Feilschen um die Bezirksreform

■ Diepgen und Schönbohm versuchen dem Rat der Bürgermeister die Bezirks- fusion schmackhaft zu machen. Diepgen schließt Volksabstimmung nicht aus

„Man kommt sich vor wie im Bazar“, schimpfte der Weddinger Bezirksbürgermeister Nisblé gestern nach der Sitzung des Rates der Bürgermeister (RdB). Der Regierende Bürgermeister Eberhard Diepgen und Innensenator Jörg Schönbohm versuchten gestern, den 23 Bezirksoberhäuptern die Zusammenlegung der Bezirke (von 23 auf 12) schmackhaft zu machen: Da in den Bezirksverordnetenversammlungen insgesamt 495 Sitze wegfallen, sollen in den neu zusammengelegten Stadtteilen die Zahl der Bezirksverordneten – je nach Einwohnerzahl – von 45 auf bis zu 55 erhöht werden können.

Ein Votum wollten die Bürgermeister dazu gestern nicht abgeben. Es stehe ihnen nicht zu, über die Größe des sie kontrollierenden Gremiums zu entscheiden, hieß es. Über die sogenannte Bandbreitenregelung sollen die BVV-Vorsteher mit dem Innensenator beraten.

Auch beim Thema Volksabstimmung zeigte sich Diepgen gestern entgegenkommend: Ein solches Bürgervotum wollte er nicht ausschließen – obwohl die Innenverwaltung es aus rechtlichen Gründen für unzulässig hält. Zwar wolle Diepgen die Volksabstimmung im Grunde nicht, doch wenn es sein müsse, sei er dazu bereit, hieß es aus Senatskreisen.

Aus den Reihen der Bürgermeister wurden dagegen nochmals grundlegende Einwände gegen die Gebietsreform vorgebracht. „Über die Kosten der Bezirkszusammenlegung verliert der Entwurf kein Wort“, bemängelte Nisblé. Immerhin rechne Schönbohm jetzt nur noch mit 165 Millionen Mark Ersparnis, statt zuvor 220 Millionen. Unzufrieden sind SPD-, Grünen- und PDS-Politiker mit den Senatsplänen, das politische Bezirksamt bis zum Jahr 2010 auszuschließen. „Das ist nicht hinnehmbar“, sagte die Charlottenburger Bürgermeisterin Monika Wissel (SPD) gestern.

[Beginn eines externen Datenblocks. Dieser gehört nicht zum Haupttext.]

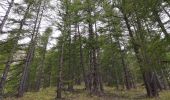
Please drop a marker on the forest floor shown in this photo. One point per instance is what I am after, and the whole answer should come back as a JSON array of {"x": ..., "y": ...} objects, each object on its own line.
[{"x": 79, "y": 94}]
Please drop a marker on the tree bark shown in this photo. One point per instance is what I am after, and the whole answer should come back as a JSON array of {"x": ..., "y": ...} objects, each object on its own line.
[
  {"x": 12, "y": 52},
  {"x": 29, "y": 57},
  {"x": 6, "y": 15},
  {"x": 59, "y": 80}
]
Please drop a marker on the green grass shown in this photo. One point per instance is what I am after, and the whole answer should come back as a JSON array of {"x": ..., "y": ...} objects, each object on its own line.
[{"x": 80, "y": 94}]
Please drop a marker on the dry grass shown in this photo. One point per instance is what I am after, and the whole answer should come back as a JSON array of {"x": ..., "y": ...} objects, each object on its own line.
[{"x": 80, "y": 94}]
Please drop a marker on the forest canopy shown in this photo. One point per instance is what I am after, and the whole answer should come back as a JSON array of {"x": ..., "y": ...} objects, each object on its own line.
[{"x": 94, "y": 44}]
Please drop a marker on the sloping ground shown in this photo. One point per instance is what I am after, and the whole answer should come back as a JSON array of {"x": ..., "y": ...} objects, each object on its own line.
[{"x": 80, "y": 94}]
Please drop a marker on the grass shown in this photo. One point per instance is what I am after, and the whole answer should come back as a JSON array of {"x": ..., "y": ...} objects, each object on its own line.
[{"x": 80, "y": 94}]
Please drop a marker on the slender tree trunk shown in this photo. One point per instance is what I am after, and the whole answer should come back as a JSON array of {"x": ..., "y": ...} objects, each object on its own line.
[
  {"x": 29, "y": 57},
  {"x": 41, "y": 67},
  {"x": 148, "y": 76},
  {"x": 12, "y": 52},
  {"x": 161, "y": 25},
  {"x": 59, "y": 80},
  {"x": 6, "y": 16},
  {"x": 127, "y": 76},
  {"x": 81, "y": 58}
]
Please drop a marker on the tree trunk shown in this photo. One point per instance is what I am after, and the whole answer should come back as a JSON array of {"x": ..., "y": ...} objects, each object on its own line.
[
  {"x": 29, "y": 57},
  {"x": 81, "y": 58},
  {"x": 12, "y": 52},
  {"x": 6, "y": 15},
  {"x": 148, "y": 76},
  {"x": 59, "y": 80}
]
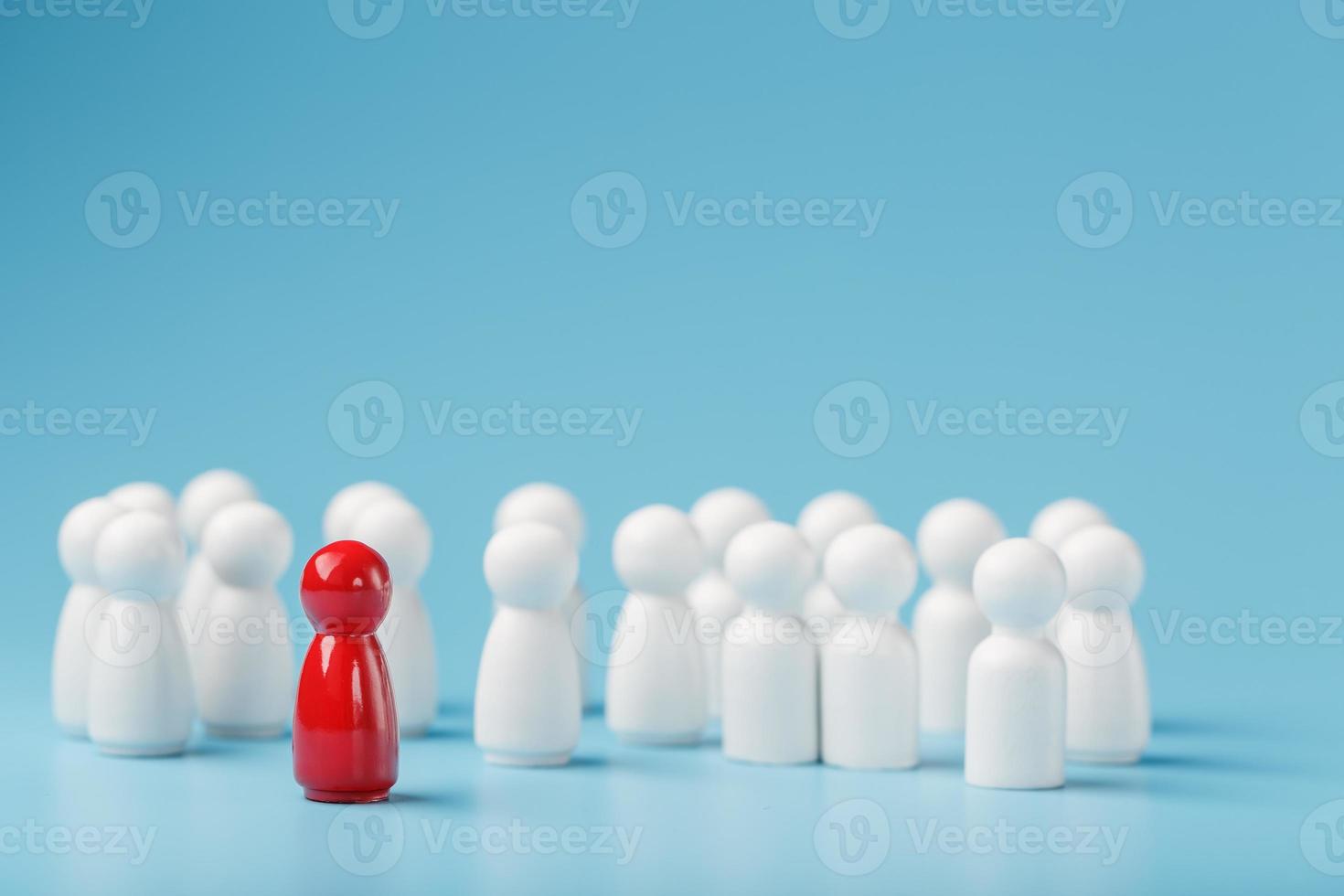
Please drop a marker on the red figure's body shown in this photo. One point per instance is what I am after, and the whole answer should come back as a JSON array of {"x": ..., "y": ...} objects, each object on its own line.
[{"x": 346, "y": 736}]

Sie hätte dies lieber noch als Verhandlungsmasse gesehen.

Nisblé kritisierte, daß von Schönbohms Versprechen, den zusammengelegten Bezirken Bürgerbüros zu finanzieren (Kosten: 1 Million Mark pro Büro) nicht mehr die Rede sei. An die eigene Parteispitze richtete Nisblé die Kritik, daß keine der Bedingungen, die der SPD-Parteitag für eine Zustimmung zur Bezirksreform gestellt hatte, erfüllt worden sei. Auch seien Forderungen des RdB wie eine Stärkung der bezirklichen Haushaltsrechte nicht berücksichtigt.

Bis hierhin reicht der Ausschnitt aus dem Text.